Generic training may be appropriate for various IT staff members in selected skills related to data warehousing / decision support / analytics. Examples are classes in logical data modeling, data warehouse project management or star schema database designs. Data warehouse conferences and seminars can provide an overall perspective as well as training in specific areas. IT staff may need to attend training on the complex tools and products chosen for the platform. IT will also need enough time to work with the products to become proficient. The cost of training is sometimes included in the price of the software and / or hardware.
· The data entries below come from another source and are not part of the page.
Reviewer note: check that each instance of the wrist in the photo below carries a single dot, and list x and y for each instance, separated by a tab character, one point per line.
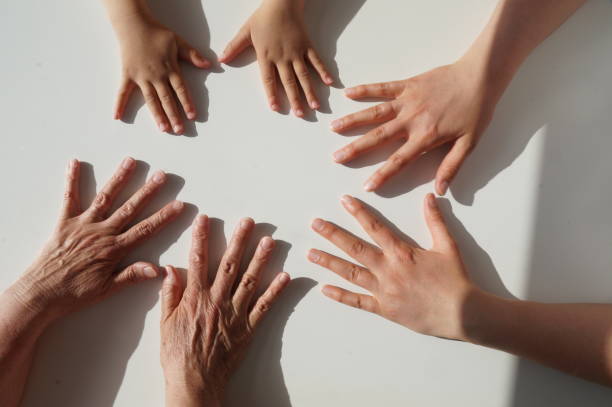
185	390
487	318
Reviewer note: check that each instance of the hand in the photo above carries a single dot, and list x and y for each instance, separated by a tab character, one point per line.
78	266
445	105
422	290
277	32
150	54
208	322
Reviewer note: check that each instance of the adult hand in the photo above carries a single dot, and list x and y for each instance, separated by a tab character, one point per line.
78	266
422	290
445	105
150	53
208	321
277	32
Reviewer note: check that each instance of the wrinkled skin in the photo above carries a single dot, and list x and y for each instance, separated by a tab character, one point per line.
208	322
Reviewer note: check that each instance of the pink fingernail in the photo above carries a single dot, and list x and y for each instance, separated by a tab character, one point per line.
159	177
318	225
340	156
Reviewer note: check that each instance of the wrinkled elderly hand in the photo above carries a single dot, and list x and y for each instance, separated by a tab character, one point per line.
445	105
277	32
208	321
423	290
78	266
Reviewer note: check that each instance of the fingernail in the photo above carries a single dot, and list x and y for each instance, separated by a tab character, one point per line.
348	202
159	177
170	275
349	92
443	187
336	124
318	224
267	243
201	220
369	186
313	256
431	201
340	155
149	272
127	163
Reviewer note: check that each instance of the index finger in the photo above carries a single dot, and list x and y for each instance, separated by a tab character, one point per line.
360	250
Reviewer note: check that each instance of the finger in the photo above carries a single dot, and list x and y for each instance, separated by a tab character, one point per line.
183	95
171	292
290	84
190	54
239	43
265	302
125	91
135	273
373	226
71	206
376	114
230	263
386	90
451	163
126	212
393	165
351	272
303	75
250	279
319	66
105	197
442	239
168	102
152	101
197	274
268	77
372	139
362	251
148	227
346	297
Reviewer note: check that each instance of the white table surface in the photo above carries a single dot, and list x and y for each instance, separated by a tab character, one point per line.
531	207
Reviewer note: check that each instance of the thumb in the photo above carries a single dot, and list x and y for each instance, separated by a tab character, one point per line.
239	43
451	163
190	54
442	240
171	292
136	273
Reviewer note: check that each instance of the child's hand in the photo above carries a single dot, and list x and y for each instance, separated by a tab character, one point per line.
276	31
445	105
150	54
423	290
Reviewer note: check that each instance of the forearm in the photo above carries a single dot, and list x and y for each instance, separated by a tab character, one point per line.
515	29
20	328
574	338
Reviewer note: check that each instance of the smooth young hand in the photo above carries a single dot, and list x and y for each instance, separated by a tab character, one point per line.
208	322
423	290
150	55
445	105
277	32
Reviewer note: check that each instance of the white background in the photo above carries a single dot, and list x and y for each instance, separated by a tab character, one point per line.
531	207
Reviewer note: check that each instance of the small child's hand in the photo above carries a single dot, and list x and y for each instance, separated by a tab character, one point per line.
150	54
276	31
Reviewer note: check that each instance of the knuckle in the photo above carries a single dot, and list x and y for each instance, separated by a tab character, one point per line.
357	248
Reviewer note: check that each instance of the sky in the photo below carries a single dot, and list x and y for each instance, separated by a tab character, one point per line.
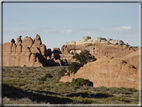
58	23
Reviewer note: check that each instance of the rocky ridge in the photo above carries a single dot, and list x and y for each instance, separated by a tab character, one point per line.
110	72
98	47
29	52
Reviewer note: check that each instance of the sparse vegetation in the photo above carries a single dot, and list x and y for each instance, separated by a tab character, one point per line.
83	58
41	85
81	81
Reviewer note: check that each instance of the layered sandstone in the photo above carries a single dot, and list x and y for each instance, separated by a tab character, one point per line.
109	72
29	52
98	47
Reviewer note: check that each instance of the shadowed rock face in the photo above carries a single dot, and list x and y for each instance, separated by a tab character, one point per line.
29	52
109	72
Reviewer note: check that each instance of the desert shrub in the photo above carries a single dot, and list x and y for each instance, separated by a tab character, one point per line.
103	95
62	72
122	98
131	89
83	57
65	84
74	67
45	76
101	88
113	89
81	81
40	82
121	90
82	100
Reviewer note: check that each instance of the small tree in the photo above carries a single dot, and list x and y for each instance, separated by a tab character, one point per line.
83	57
81	81
74	67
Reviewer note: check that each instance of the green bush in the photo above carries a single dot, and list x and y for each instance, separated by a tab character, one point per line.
121	90
45	76
74	67
101	88
103	95
131	89
83	57
62	72
81	81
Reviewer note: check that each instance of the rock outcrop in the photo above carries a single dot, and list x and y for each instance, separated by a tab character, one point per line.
110	72
29	52
98	47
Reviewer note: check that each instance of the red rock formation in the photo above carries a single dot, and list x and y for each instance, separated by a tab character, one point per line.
109	72
19	40
37	41
28	53
27	42
99	50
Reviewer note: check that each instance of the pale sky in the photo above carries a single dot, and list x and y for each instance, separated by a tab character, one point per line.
58	23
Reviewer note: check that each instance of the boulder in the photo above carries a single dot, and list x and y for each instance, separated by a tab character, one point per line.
19	40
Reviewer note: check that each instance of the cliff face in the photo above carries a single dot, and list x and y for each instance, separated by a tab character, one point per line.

Many IT professionals will need education in specific areas, such as metadata management for a data warehouse / analytics system.
Most organizations focus on the cost to implement the initial data warehouse application and give little thought to continuing costs of its operation. Over a period of years, the continuing cost will very likely exceed the cost of the initial application. The data warehouse will grow in size, in the number of users and in the number of queries and reports. The database will not remain static. New data will be added, sometimes more data than for the initial implementation, and the design may change, and the database must be tuned periodically. New software will be introduced, new releases will be installed and some interfaces will have to be rewritten. As the data warehouse grows, the hardware and network must be upgraded.
User support of the data warehouse will be a continuing expense for the maintenance team and the Help Desk. Desktop workstations must be upgraded, as will the software on those workstations. For staff who are data stewards, the addition of specific software may require upgraded workstations / laptops.
Total Cost of Ownership
The total cost of ownership (TCO) includes all the direct and the indirect costs associated with the data warehouse / decision support / analytics initiative. TCO includes costs that are normally hidden from a budget such as the additional time the users spend working with the data warehouse directly, assuming that in the past they sent their requests to IT. TCO includes costs you incur initially as well as costs in future periods. Insurance, tax, floor space, utility costs are part of the TCO. The TCO should be calculated for the initial implementation and for projected costs in subsequent years for the enhancement and sustenance of the data warehouse.
Creating the process for justifying the costs involved in starting and sustaining any data warehouse project can require several people and some length of time. However, neglecting this essential activity often results in the project not being funded, or the initial project not continuing, due to a lack of understanding of the direct and indirect costs that form the data warehouse effort.